Sven-Erik Österberg (born 10 March 1955 in Munktorp, Västmanland, Sweden) is a Swedish official and former social-democratic politician. He is the former Governor of Stockholm County from 1 February 2018 to 28 February 2023 and previously served as Governor of Norrbotten County from 1 October 2012 to 31 January 2018. Österberg was Minister for Financial Markets from 2004 to 2006.

== Biography ==
During ten years he worked first as a farm worker and then as a forest worker for the then state-owned commercial agency Domänverket in Skinnskatteberg's territory, in 1984 Österberg became local ombudsman for the Swedish Forest and Wood Workers' Union in Fagersta. At the same time, he also seemed like leisure politicians in Skinnskatteberg's Municipality with assignments as a city council and chairman of the Social Committee 1988-1991.

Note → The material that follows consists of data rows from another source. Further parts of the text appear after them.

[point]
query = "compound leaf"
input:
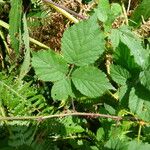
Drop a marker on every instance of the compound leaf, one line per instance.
(83, 43)
(90, 81)
(61, 89)
(49, 66)
(119, 74)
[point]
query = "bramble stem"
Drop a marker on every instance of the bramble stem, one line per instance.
(41, 118)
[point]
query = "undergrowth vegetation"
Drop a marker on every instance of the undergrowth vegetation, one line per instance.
(74, 75)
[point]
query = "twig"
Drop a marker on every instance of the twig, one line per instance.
(40, 118)
(66, 9)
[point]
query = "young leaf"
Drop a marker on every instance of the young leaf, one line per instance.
(103, 10)
(15, 23)
(139, 102)
(90, 81)
(145, 78)
(49, 66)
(119, 74)
(83, 43)
(61, 89)
(115, 38)
(26, 64)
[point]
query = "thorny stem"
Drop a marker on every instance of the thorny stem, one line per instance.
(139, 133)
(129, 4)
(66, 9)
(125, 13)
(41, 118)
(70, 71)
(62, 11)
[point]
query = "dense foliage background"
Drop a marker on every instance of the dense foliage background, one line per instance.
(75, 77)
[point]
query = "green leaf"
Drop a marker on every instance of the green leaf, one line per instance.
(61, 89)
(142, 10)
(123, 58)
(49, 66)
(119, 75)
(26, 63)
(83, 43)
(90, 81)
(139, 102)
(135, 145)
(103, 10)
(145, 78)
(116, 9)
(114, 37)
(15, 16)
(134, 44)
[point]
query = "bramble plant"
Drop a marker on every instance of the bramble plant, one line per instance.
(93, 94)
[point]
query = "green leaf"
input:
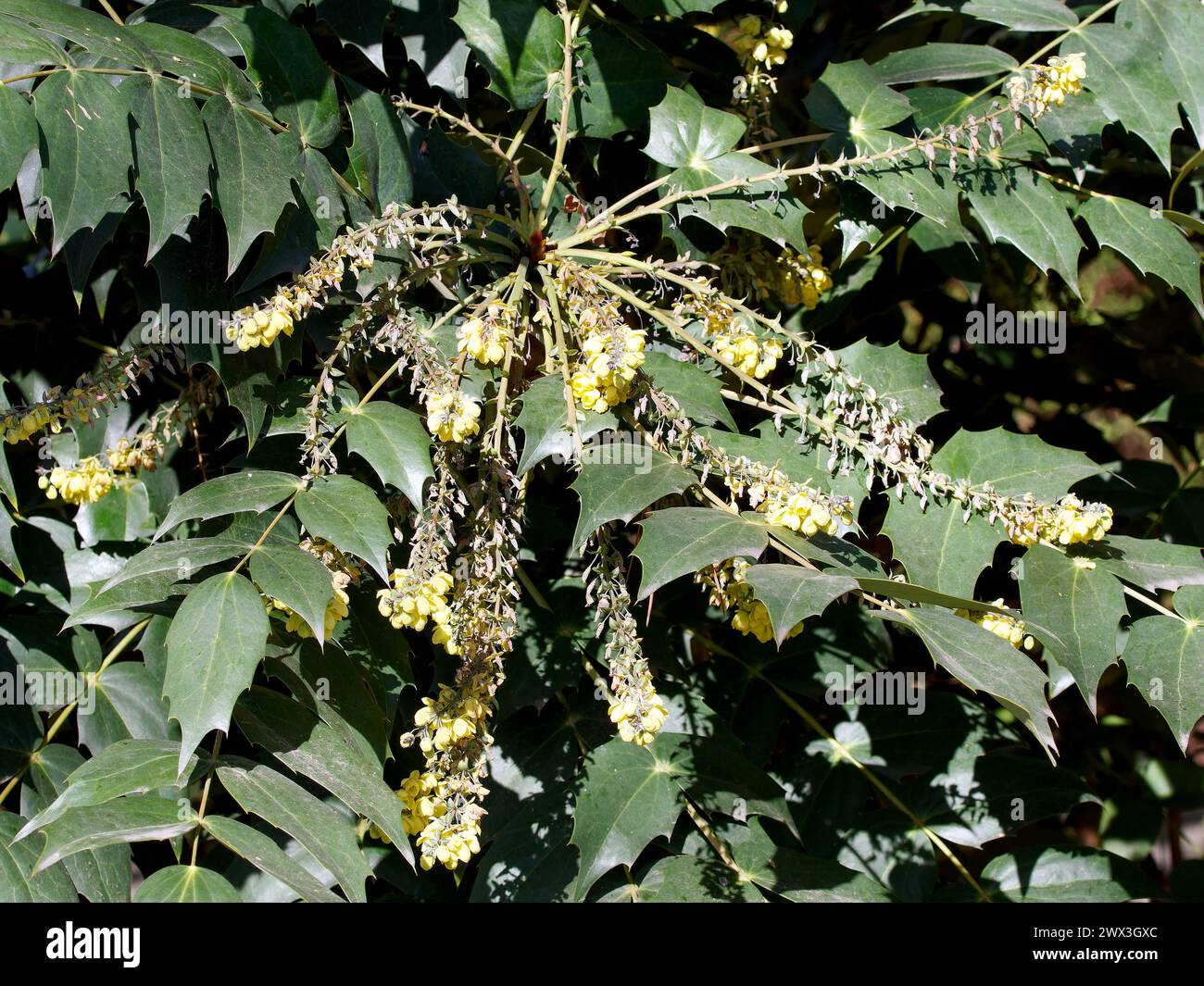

In 1991, he became municipal commissioner in Skinnskatteberg Municipality. In 1994, he became a member of the Parliament of Sweden. In the Riksdag, he has mainly worked with financial and labor market issues. He sat in the Committee on Finance as deputy 1996-1998, member 1998-2000. 2004 to 2006, he was Deputy Minister of Finance in the Cabinet of Göran Persson, with responsibility for municipal and financial market issues. After the Social Democrat's defeat in the 2006 election, Österberg returned to being a member of parliament. He has also been deputy in the Committee on Environment and Agriculture, Committee on Taxation and Committee on European Union Affairs, member of the Foreign Board and the War Delegation and was the chairman of the Riksdag's Nomination Committee. From 2008 to 2011, he functioned as the group leader of the Social Democratic group in parliament. From 2011 to 2012, he was a member of the Committee on the Constitution.

Within the party, Österberg has been the district chairman of the Västmanland County party district since 1995.

On 5 July 2012 Österberg was appointed governor in Norrbotten County.

On 9 November 2017 the Swedish government appointed Sven-Erik Österberg as new governor and head of the County Administrative Board in Stockholm County. He will take office on 1 February 2018. The appointment is for four years and expires on 28 February 2022.

Sven-Erik Österberg succeeds Chris Heister, whose appointment expired on 31 August 2017, after the government on 14 October withdrew the former appointment of Thomas Bodström as governor in Stockholm County.

Österberg is married and has three children.